# Monaco GP, should be scrapped??



## The Sheriff (Jul 15, 2008)

Really enjoying this years F1 season up to now, but..

The Monaco GP has to be the most boring of the season, how can it stay in the calendar when there's ZERO overtaking?? I really can't remember seeing a good one.

The biggest chance of a change of position is the pit stops.

I know all about 'tradition' and 'the glamour', but surely it's all about racing at the end of the day?? Money talks I guess.

Rant over!!:thumb:


----------



## Naddy37 (Oct 27, 2005)

IMHO, it's the best in the calender. Agree, not many chances for overtaking, but when there is, its normally exciting to watch.


----------



## Guest (May 29, 2011)

Not a chance. It the Blue Ribbon event and part of F1's history. 

You'll be asking to shut the Nurburgring next :doublesho !


----------



## Waxamomo (Jun 18, 2008)

I'm looking forward to seeing how aggressive Hamilton will be today, surely some overtaking from him.


----------



## David Proctor (Mar 6, 2011)

The Monaco GP will never be scrapped as its history is legendary. It might offer few overtaking opportunities but the spectacle is awesome, with cars doing 175mph on the tight twisty streets in the harbour.


----------



## Guest (May 29, 2011)

^^^ Amen! He's on a charge :driver:


----------



## Ross (Apr 25, 2007)

I love the Monaco circuit.


----------



## Tricky Red (Mar 3, 2007)

I love the idea of the Monaco grand prix, but as a watching consumer, there is little to get excited about.

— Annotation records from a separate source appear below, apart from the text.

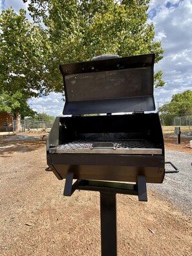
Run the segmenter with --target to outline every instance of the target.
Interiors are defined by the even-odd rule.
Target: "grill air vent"
[[[118,54],[103,54],[99,56],[93,57],[92,60],[99,60],[99,59],[115,59],[116,58],[120,58],[120,56]]]

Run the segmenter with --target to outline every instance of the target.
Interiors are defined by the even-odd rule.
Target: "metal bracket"
[[[137,186],[138,200],[147,202],[146,176],[138,175],[137,176]]]
[[[146,177],[138,175],[136,184],[100,180],[77,180],[72,184],[74,174],[66,176],[63,195],[70,197],[76,189],[92,191],[108,191],[118,194],[138,195],[139,201],[147,201]]]
[[[165,173],[175,173],[179,172],[179,170],[173,163],[171,163],[171,162],[165,162],[165,164],[171,164],[171,165],[175,169],[175,170],[173,171],[165,171]]]

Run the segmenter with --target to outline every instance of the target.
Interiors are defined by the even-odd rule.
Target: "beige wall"
[[[8,131],[12,131],[12,115],[5,112],[0,112],[0,131],[6,131],[5,124],[7,123]]]

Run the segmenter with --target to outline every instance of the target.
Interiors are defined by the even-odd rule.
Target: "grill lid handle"
[[[92,144],[91,149],[115,149],[112,142],[94,142]]]

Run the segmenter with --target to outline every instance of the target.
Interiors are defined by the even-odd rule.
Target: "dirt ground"
[[[0,138],[0,255],[100,255],[100,195],[63,197],[65,181],[45,171],[41,138]],[[166,149],[192,154],[187,144],[165,140]],[[191,219],[157,192],[148,190],[147,202],[118,195],[117,216],[119,256],[191,256]]]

Perhaps today we might see a few scraps to change my mind.


----------



## R7KY D (Feb 16, 2010)

Monaco is about the glitz the glamour and then the racing , I think it's one of the best , it is everything F1 holds in tradition


----------



## JenJen (Jun 30, 2010)

OMG you could never scrap this circuit not only the history of the race but it's an amazing circuit which gets the drivers really thinking! 

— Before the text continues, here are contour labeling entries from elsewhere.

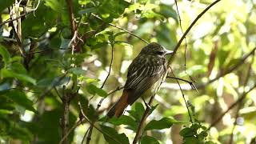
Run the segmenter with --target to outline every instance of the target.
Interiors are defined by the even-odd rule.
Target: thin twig
[[[184,40],[187,34],[190,31],[192,27],[194,26],[194,24],[198,21],[198,19],[206,12],[208,11],[213,6],[214,6],[216,3],[220,2],[221,0],[216,0],[213,3],[211,3],[210,6],[208,6],[202,12],[201,12],[198,17],[192,22],[192,23],[190,25],[190,26],[187,28],[187,30],[185,31],[184,34],[182,37],[180,38],[180,40],[178,42],[177,45],[174,47],[174,53],[170,56],[170,58],[168,60],[168,64],[170,64],[172,62],[173,58],[174,58],[174,55],[179,48],[180,45],[182,44],[182,42]]]
[[[210,81],[208,81],[206,83],[204,84],[201,84],[197,86],[197,87],[198,89],[200,88],[203,88],[205,87],[206,85],[209,85],[214,82],[215,82],[216,80],[218,80],[218,78],[231,73],[232,71],[234,71],[234,70],[236,70],[237,68],[238,68],[240,66],[244,64],[244,62],[252,54],[254,54],[254,51],[256,50],[256,47],[254,47],[249,54],[247,54],[246,56],[244,56],[236,65],[234,65],[234,66],[232,66],[231,68],[228,69],[227,70],[224,71],[223,73],[218,74],[216,78],[214,78],[214,79],[211,79]]]
[[[179,14],[177,0],[174,0],[174,2],[175,2],[176,10],[177,10],[177,14],[178,14],[178,20],[179,20],[179,26],[180,26],[180,28],[181,28],[181,30],[182,30],[182,34],[184,34],[183,28],[182,28],[182,18],[181,18],[181,15]],[[187,42],[186,42],[186,36],[185,36],[185,38],[184,38],[184,41],[185,41],[184,70],[185,70],[185,73],[186,73],[186,74],[188,74],[188,75],[190,76],[190,78],[191,78],[191,76],[186,72],[186,48],[187,48]]]
[[[217,2],[218,2],[219,1],[221,0],[216,0],[215,2],[214,2],[212,4],[210,4],[208,7],[206,7],[194,21],[193,22],[190,24],[190,26],[189,26],[189,28],[186,30],[186,32],[184,33],[184,34],[182,35],[182,37],[181,38],[181,39],[178,41],[178,44],[176,45],[174,50],[174,54],[171,55],[171,57],[169,58],[168,60],[168,66],[170,66],[170,64],[172,62],[172,59],[174,58],[178,49],[179,48],[182,42],[183,41],[183,39],[185,38],[185,37],[186,36],[186,34],[188,34],[188,32],[191,30],[191,28],[194,26],[194,25],[196,23],[196,22],[210,8],[212,7],[214,5],[215,5]],[[161,82],[162,84],[162,82]],[[160,84],[160,86],[161,86]],[[159,86],[159,87],[160,87]],[[159,88],[158,87],[158,88]],[[150,99],[150,102],[149,102],[149,106],[150,106],[151,102],[153,102],[153,99],[154,98],[154,94],[151,96]],[[134,139],[134,142],[133,142],[133,144],[135,144],[137,143],[140,135],[141,135],[141,133],[142,133],[142,127],[144,126],[144,123],[145,123],[145,121],[146,119],[146,118],[148,117],[148,113],[149,113],[149,110],[150,109],[148,107],[146,107],[145,112],[144,112],[144,114],[141,119],[141,122],[138,125],[138,128],[137,130],[137,132],[136,132],[136,135],[135,135],[135,138]]]
[[[186,82],[189,83],[190,85],[193,84],[193,82],[190,82],[190,81],[188,81],[188,80],[186,80],[186,79],[183,79],[183,78],[178,78],[178,77],[167,76],[166,78],[173,78],[173,79],[183,81],[183,82]]]
[[[85,119],[83,119],[83,121],[85,121]],[[66,139],[69,135],[76,128],[78,127],[79,125],[81,125],[83,122],[82,121],[78,121],[68,131],[67,133],[66,134],[65,136],[63,136],[61,139],[61,141],[58,142],[58,144],[62,144],[64,141],[64,139]]]
[[[101,86],[101,89],[102,89],[106,84],[106,80],[108,79],[109,76],[110,75],[110,73],[111,73],[111,67],[112,67],[112,64],[113,64],[113,59],[114,59],[114,46],[111,45],[111,60],[110,60],[110,67],[109,67],[109,72],[107,74],[107,76],[106,77],[102,86]],[[105,98],[102,98],[98,106],[97,106],[97,108],[96,108],[96,111],[98,112],[98,109],[100,108],[102,103],[103,102],[103,100],[105,99]],[[94,124],[94,122],[92,122],[92,123]],[[89,133],[88,133],[88,135],[87,135],[87,138],[86,138],[86,144],[89,144],[90,143],[90,137],[91,137],[91,134],[92,134],[92,132],[93,132],[93,126],[90,125],[90,128],[89,128]]]
[[[78,99],[78,101],[79,101],[79,99]],[[90,122],[90,121],[87,118],[86,115],[85,114],[85,113],[84,113],[84,111],[83,111],[83,110],[82,110],[82,105],[81,105],[81,102],[78,102],[78,105],[79,105],[79,108],[80,108],[80,112],[81,112],[83,118],[84,118],[86,122],[88,122],[90,126],[94,126],[96,130],[98,130],[99,132],[101,132],[101,133],[103,134],[104,135],[108,136],[110,138],[111,138],[112,140],[115,141],[116,142],[122,144],[122,142],[119,142],[118,140],[117,140],[115,138],[110,136],[109,134],[105,133],[105,132],[102,131],[100,128],[97,127],[97,126],[94,125],[94,122]]]
[[[4,22],[2,22],[2,23],[0,23],[0,27],[1,27],[2,25],[6,24],[6,23],[9,23],[9,22],[16,21],[16,20],[18,20],[18,19],[19,19],[19,18],[26,16],[26,14],[29,14],[32,13],[32,12],[33,12],[33,11],[26,12],[26,13],[22,14],[20,16],[18,16],[18,17],[17,17],[17,18],[9,18],[8,20],[4,21]]]
[[[62,90],[62,105],[63,105],[63,116],[62,118],[61,119],[62,122],[62,138],[65,135],[67,135],[68,130],[69,130],[69,114],[70,114],[70,96],[68,94],[65,94],[65,86],[63,86]],[[64,138],[63,140],[63,144],[68,144],[69,140],[67,138]]]
[[[115,93],[116,91],[118,91],[118,90],[122,90],[122,89],[123,89],[123,86],[121,86],[121,87],[118,86],[118,87],[117,87],[116,89],[109,91],[109,92],[107,93],[107,94],[108,94],[108,95],[110,95],[110,94],[112,94]],[[79,98],[79,97],[78,97],[78,98]],[[79,102],[79,100],[78,100],[78,105],[81,105],[81,104],[79,104],[79,102]],[[84,123],[85,122],[86,122],[85,119],[82,119],[82,120],[78,121],[78,122],[68,130],[67,134],[66,134],[64,137],[62,138],[62,140],[59,142],[59,144],[61,144],[61,143],[63,142],[64,138],[66,138],[71,133],[71,131],[73,131],[75,128],[77,128],[78,126],[80,126],[81,124]],[[88,130],[89,130],[89,129],[88,129]]]
[[[104,21],[103,21],[101,18],[99,18],[98,15],[95,15],[95,14],[92,14],[92,15],[104,22]],[[134,34],[134,33],[132,33],[132,32],[130,32],[130,31],[129,31],[129,30],[126,30],[126,29],[124,29],[124,28],[119,27],[119,26],[116,26],[116,25],[112,24],[112,23],[107,23],[107,24],[110,25],[110,26],[114,26],[114,27],[115,27],[115,28],[118,28],[118,29],[119,29],[119,30],[122,30],[122,31],[125,31],[125,32],[130,34],[130,35],[138,38],[138,39],[140,39],[141,41],[144,42],[145,43],[149,44],[149,42],[146,42],[145,39],[140,38],[139,36]]]
[[[212,122],[210,124],[210,126],[209,126],[209,128],[207,130],[209,130],[211,127],[214,126],[217,123],[218,123],[219,121],[222,120],[222,118],[224,117],[224,115],[226,114],[227,114],[231,109],[233,109],[235,106],[237,106],[238,103],[240,103],[241,101],[242,101],[246,98],[247,94],[249,94],[254,88],[256,88],[256,84],[254,84],[254,86],[253,87],[251,87],[248,91],[244,93],[244,94],[242,94],[236,102],[232,103],[232,105],[230,105],[230,107],[228,107],[228,109],[225,112],[223,112],[214,122]]]
[[[172,69],[170,66],[170,71],[171,71],[171,73],[173,74],[173,75],[174,75],[174,77],[176,77],[175,74],[174,74],[174,72],[173,69]],[[190,114],[189,105],[188,105],[186,100],[185,94],[184,94],[184,93],[183,93],[183,90],[182,90],[182,86],[181,86],[181,85],[179,84],[179,82],[178,81],[178,79],[176,79],[176,82],[177,82],[177,83],[178,83],[178,86],[179,86],[179,89],[180,89],[181,92],[182,92],[182,98],[183,98],[183,100],[184,100],[184,102],[185,102],[187,112],[188,112],[189,116],[190,116],[190,122],[193,123],[193,119],[192,119],[192,117],[191,117],[191,114]]]
[[[195,86],[195,85],[193,83],[193,82],[190,82],[190,81],[188,81],[188,80],[186,80],[186,79],[182,79],[182,78],[177,78],[177,77],[171,77],[171,76],[167,76],[166,78],[174,78],[174,79],[176,79],[176,80],[180,80],[180,81],[186,82],[187,82],[187,83],[189,83],[190,85],[192,90],[195,90],[197,91],[197,93],[198,93],[198,89]],[[178,86],[181,86],[180,85],[178,85]]]
[[[43,99],[45,98],[45,96],[51,90],[54,88],[54,86],[56,86],[62,80],[64,79],[64,78],[66,77],[67,72],[65,72],[63,74],[63,75],[62,77],[59,78],[59,79],[54,82],[49,89],[47,89],[44,93],[42,93],[39,98],[38,98],[38,100],[35,102],[35,103],[37,103],[38,101],[41,101],[42,99]]]
[[[246,86],[247,85],[247,83],[248,83],[248,81],[249,81],[249,78],[250,78],[250,70],[251,70],[251,66],[252,66],[252,64],[254,62],[254,54],[255,53],[254,53],[254,55],[253,55],[253,58],[252,58],[252,60],[251,60],[251,62],[250,62],[250,66],[249,66],[249,67],[248,67],[248,70],[247,70],[247,74],[246,74],[246,78],[245,78],[245,80],[244,80],[244,83],[243,83],[243,86],[244,86],[244,89],[243,89],[243,94],[244,94],[244,93],[245,93],[245,87],[246,87]],[[238,116],[239,116],[239,110],[240,110],[240,109],[242,109],[242,102],[243,102],[243,100],[242,100],[242,101],[240,101],[240,102],[239,102],[239,104],[238,104],[238,108],[237,108],[237,110],[236,110],[236,114],[235,114],[235,117],[234,117],[234,126],[233,126],[233,128],[232,128],[232,132],[231,132],[231,134],[230,134],[230,142],[229,142],[229,144],[232,144],[233,143],[233,137],[234,137],[234,129],[235,129],[235,126],[236,126],[236,125],[237,125],[237,119],[238,119]]]
[[[11,10],[10,10],[10,8],[8,8],[8,10],[9,10],[9,12],[10,12],[10,18],[12,19],[12,15],[11,15],[11,13],[10,13]],[[18,18],[17,20],[18,20]],[[10,22],[10,26],[11,26],[11,27],[13,29],[13,32],[14,32],[15,38],[17,40],[17,42],[18,42],[18,49],[19,49],[20,52],[21,52],[21,54],[22,54],[22,56],[23,58],[26,58],[26,54],[25,49],[24,49],[24,47],[22,46],[22,40],[20,39],[20,38],[18,37],[18,35],[17,34],[17,31],[16,31],[16,29],[15,29],[15,26],[14,25],[13,21]]]
[[[119,27],[119,26],[116,26],[116,25],[112,24],[112,23],[108,23],[108,24],[109,24],[110,26],[114,26],[114,27],[115,27],[115,28],[118,28],[118,29],[119,29],[119,30],[122,30],[122,31],[125,31],[125,32],[130,34],[130,35],[132,35],[132,36],[134,36],[134,37],[138,38],[138,39],[140,39],[141,41],[144,42],[146,43],[146,44],[149,44],[149,42],[146,42],[145,39],[140,38],[139,36],[134,34],[134,33],[132,33],[132,32],[130,32],[130,31],[129,31],[129,30],[126,30],[126,29],[124,29],[124,28]]]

Plus it's not zero overtaking there will be some  

I can't wait to hear them scream GO.... 

Here's to an amazing race and I can't wait to be there next year!!


----------



## Auto Finesse (Jan 10, 2007)

There will be more over taking this year than others i recon, with things like the KURS & DRS.


----------



## White-r26 (Dec 14, 2010)

The Sheriff said:


> Really enjoying this years F1 season up to now, but..
> 
> The Monaco GP has to be the most boring of the season, how can it stay in the calendar when there's ZERO overtaking?? I really can't remember seeing a good one.
> 
> ...


Ha ha, eat ur words now mate...


----------



## Guest (May 29, 2011)

White-r26 said:


> Ha ha, eat ur words now mate...


Awesome race so far. :driver:


----------



## The Sheriff (Jul 15, 2008)

White-r26 said:


> Ha ha, eat ur words now mate...


Fairdo's, I regret saying that now.

I've seen 4 overtaking manouveres in 45 laps, great racing.


----------



## Guest (May 29, 2011)

The Sheriff said:


> Fairdo's, I regret saying that now.
> 
> I've seen 4 overtaking manouveres in 45 laps, great racing.


Fair play to you bud :thumb:


----------



## SarahAnn (Apr 6, 2011)

I wasnt looking forward to Monaco as i thought it would be boring.

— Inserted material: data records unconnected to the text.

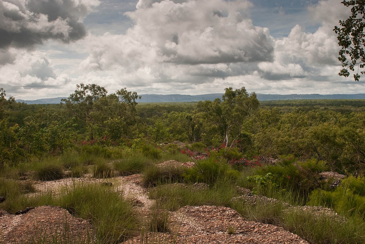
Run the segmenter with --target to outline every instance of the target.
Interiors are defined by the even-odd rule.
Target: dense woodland
[[[342,173],[364,173],[365,100],[260,103],[242,88],[226,88],[213,101],[137,104],[137,93],[125,89],[107,95],[96,84],[77,88],[51,105],[16,103],[2,90],[2,167],[83,145],[158,149],[179,141],[202,148],[224,145],[247,159],[293,154],[323,161]]]
[[[283,226],[311,243],[364,243],[365,99],[259,102],[244,87],[224,91],[213,101],[139,103],[137,93],[126,88],[108,94],[96,84],[81,84],[60,104],[27,105],[16,102],[1,88],[0,193],[12,200],[0,207],[14,213],[41,202],[63,206],[49,198],[36,203],[19,200],[4,179],[31,172],[36,179],[50,180],[65,177],[66,170],[78,177],[93,165],[94,177],[141,173],[143,185],[155,188],[151,197],[169,210],[187,205],[227,206],[249,219]],[[155,165],[170,159],[195,166],[181,172]],[[319,173],[324,171],[345,175],[342,186],[323,180]],[[196,193],[165,187],[174,182],[204,182],[210,188]],[[328,216],[319,221],[305,214],[294,219],[276,205],[265,205],[263,212],[243,202],[232,203],[236,185],[295,206],[329,207],[347,220],[335,224]],[[280,206],[280,211],[287,207]],[[111,211],[107,214],[116,214]],[[108,243],[123,239],[103,236]]]

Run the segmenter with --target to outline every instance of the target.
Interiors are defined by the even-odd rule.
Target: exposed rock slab
[[[246,220],[226,207],[187,206],[172,213],[172,218],[170,234],[150,232],[143,239],[147,243],[308,244],[281,227]],[[124,243],[140,242],[138,237]]]
[[[91,224],[61,207],[43,206],[18,215],[0,209],[0,243],[53,243],[56,239],[95,243]]]

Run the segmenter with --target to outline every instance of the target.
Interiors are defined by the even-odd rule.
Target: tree
[[[77,89],[74,93],[70,94],[67,99],[62,100],[66,103],[73,115],[84,123],[89,139],[92,141],[94,139],[94,131],[99,131],[100,134],[107,131],[108,136],[112,137],[113,139],[117,137],[119,139],[121,132],[126,133],[127,127],[134,120],[136,100],[141,97],[135,91],[127,91],[126,88],[107,95],[107,92],[105,88],[96,84],[85,85],[81,83],[77,85]],[[110,123],[104,123],[106,121]],[[120,123],[116,123],[116,121]],[[118,126],[121,133],[118,132],[118,135],[111,136],[110,131],[115,131],[116,126]],[[108,130],[105,128],[108,126],[113,128]]]
[[[6,121],[0,121],[0,170],[4,169],[5,163],[15,161],[21,153],[15,131],[18,128],[17,125],[9,128]]]
[[[223,144],[231,147],[241,139],[244,121],[257,109],[259,103],[256,94],[249,95],[244,87],[224,90],[222,100],[200,101],[197,107],[200,117],[212,126],[212,130],[220,137]]]
[[[88,130],[90,139],[94,139],[94,127],[97,117],[94,116],[97,111],[95,102],[107,95],[108,91],[104,87],[95,84],[76,85],[75,92],[67,99],[62,99],[73,115],[83,121]]]
[[[338,60],[343,68],[338,75],[348,77],[349,70],[354,72],[357,66],[357,71],[354,74],[354,79],[358,81],[360,76],[359,69],[365,68],[365,0],[343,1],[341,3],[347,7],[351,6],[352,14],[346,20],[339,21],[342,27],[335,26],[333,29],[338,36],[338,45],[342,47],[338,53]],[[349,58],[351,61],[347,60]],[[360,73],[365,74],[365,70]]]
[[[15,102],[14,98],[11,96],[7,100],[5,98],[6,96],[6,92],[4,88],[0,87],[0,119],[5,118],[7,111],[9,110],[7,109],[8,105],[11,103],[14,103]]]

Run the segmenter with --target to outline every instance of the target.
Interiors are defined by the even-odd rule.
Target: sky
[[[0,87],[110,93],[365,93],[339,76],[341,0],[0,0]]]

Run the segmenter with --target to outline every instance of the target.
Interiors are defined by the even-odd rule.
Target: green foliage
[[[292,209],[284,212],[281,221],[287,231],[310,243],[352,244],[365,241],[365,224],[354,218],[341,217],[325,213]]]
[[[341,2],[347,7],[351,8],[351,16],[345,20],[339,20],[341,27],[335,27],[333,29],[337,34],[338,45],[341,47],[338,53],[338,60],[343,68],[339,75],[347,77],[350,75],[348,69],[354,71],[357,65],[358,70],[365,68],[365,7],[362,0],[350,0]],[[347,58],[351,59],[349,62]],[[365,71],[360,74],[365,74]],[[355,81],[358,81],[360,75],[358,73],[354,74]]]
[[[149,134],[151,142],[154,144],[167,137],[169,134],[168,129],[161,119],[153,118],[153,124],[149,128]]]
[[[159,185],[151,189],[150,196],[158,200],[161,207],[175,211],[187,205],[228,206],[232,198],[237,194],[235,186],[229,181],[210,186],[207,189],[191,185]]]
[[[6,121],[0,121],[0,171],[4,169],[5,164],[12,164],[22,154],[15,132],[18,128],[16,125],[8,128]]]
[[[93,167],[93,177],[97,178],[107,178],[113,177],[115,173],[108,162],[103,158],[95,160],[95,165]]]
[[[106,126],[105,134],[112,144],[119,145],[123,135],[123,128],[126,126],[124,118],[119,116],[110,118],[104,122]]]
[[[247,181],[254,182],[256,185],[252,189],[252,193],[255,194],[258,194],[262,192],[262,194],[265,195],[265,192],[268,188],[277,187],[277,185],[272,181],[273,177],[273,174],[270,173],[268,173],[265,176],[247,176]]]
[[[150,231],[152,232],[170,232],[171,222],[169,211],[161,208],[161,203],[155,203],[150,208],[148,219]]]
[[[121,175],[125,176],[141,173],[149,163],[150,160],[143,155],[135,151],[125,156],[124,158],[115,161],[114,168]]]
[[[151,187],[159,184],[181,182],[184,172],[182,167],[151,164],[142,172],[142,184],[145,187]]]
[[[158,160],[161,158],[162,150],[155,148],[151,145],[144,144],[141,147],[142,153],[148,158],[153,160]]]
[[[105,158],[111,157],[112,151],[107,147],[98,145],[84,145],[78,149],[80,154],[88,154],[93,157],[102,157]]]
[[[222,100],[200,101],[197,108],[198,116],[206,122],[210,133],[219,135],[221,143],[230,147],[242,133],[244,122],[252,116],[259,103],[256,94],[249,95],[244,87],[225,90]]]
[[[76,137],[72,121],[62,122],[54,120],[43,129],[43,137],[47,142],[50,151],[54,153],[57,149],[62,153],[72,145],[73,140]]]
[[[298,162],[298,164],[303,169],[310,170],[313,173],[320,173],[328,169],[325,162],[318,161],[315,158],[312,158],[303,162]]]
[[[0,196],[4,197],[5,199],[14,198],[20,194],[35,191],[31,182],[22,182],[0,178]]]
[[[365,178],[350,177],[333,190],[316,189],[309,197],[309,205],[334,208],[343,214],[365,218]]]
[[[45,158],[34,166],[33,177],[41,181],[53,181],[64,178],[64,168],[54,158]]]
[[[229,165],[221,161],[221,159],[211,156],[208,159],[199,160],[195,165],[186,170],[184,175],[187,182],[203,182],[214,184],[220,181],[228,180],[236,182],[239,172],[232,169]]]
[[[195,142],[188,145],[187,148],[193,151],[200,151],[202,153],[205,152],[205,149],[207,145],[201,142]]]
[[[119,194],[98,184],[76,185],[65,189],[58,204],[81,218],[91,220],[98,243],[119,243],[135,235],[138,220],[132,206]]]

Munch munch chomp chomp.............that is me, eating my words.

Good race today Come on Fernando!!!


----------



## uberbmw (Jan 31, 2006)

Boring race...... LOL


----------



## JenJen (Jun 30, 2010)

Monaco is the best in the calendar I think. I stand by what I said earlier it's a track that makes the drivers think and make it challenging and interesting for both the driver and the viewer. 

I think it would be a shame if the fia decided the sport had out grown the track simply for the history let alone the amazing race we get to watch year after year!


----------



## Frans D (May 23, 2011)

I'm watching allready more as 30 years Formula 1 and have to agree that overall Monaco is the most boring circuit regarding overtaking actions.
However it's also the most glamorous and has the most history, so I don't think they will ever take it out.

I like Spa, Nürburgring, Silverstone and Monza the most of all circuits.


----------



## daver555 (Mar 5, 2009)

F1 is a business at the end of the day and A LOT of business and deals are made on the Monaco GP Week/Weekend. It's the highlight for most sponsors with a huge amount of networking going on behind the scenes. Not forgetting that Prince Albert is a huuuuge F1 fan. For those reasons alone Monaco will remain for a very long time.


----------



## gally (May 25, 2008)

The Sheriff said:


> Fairdo's, I regret saying that now.
> 
> I've seen 4 overtaking manouveres in 45 laps, great racing.


I think there was 4 overtaking moves in the whole of last season!

On that kind of circuit you should be happy! Did I not dream that until the Red Flag we were in for the best finish to a F1 race ever!

3 drivers 2 losing tyres and time and one in the zone waiting for his time to pounce! If it wasn't for the RF we'd be saying it was one of the greatest races of all time!

I thought yesterday was simply immense just ruined by a crash and a RF nothing much you can do about that. F1 would be a much sorrier place without Monaco.

Are you trying to tell me Turkey is more exciting than Monaco! Come on! They had about 5 fans there!


----------



## buckas (Jun 13, 2008)

Was Hamilton on a Kamikaze mission on Sunday or was it Destruction Derby? Jeez, looked like me driving on the Xbox bumping into everyone! :lol:


----------



## wookey (Jul 13, 2007)

F1 is utterly boring at the best of times, but the restart rules just made it a boring joke!

Thank god the TT starts this week.


----------



## kod81 (May 11, 2011)

I think Monaco GP should stay in the calendar. A proper driver's track


----------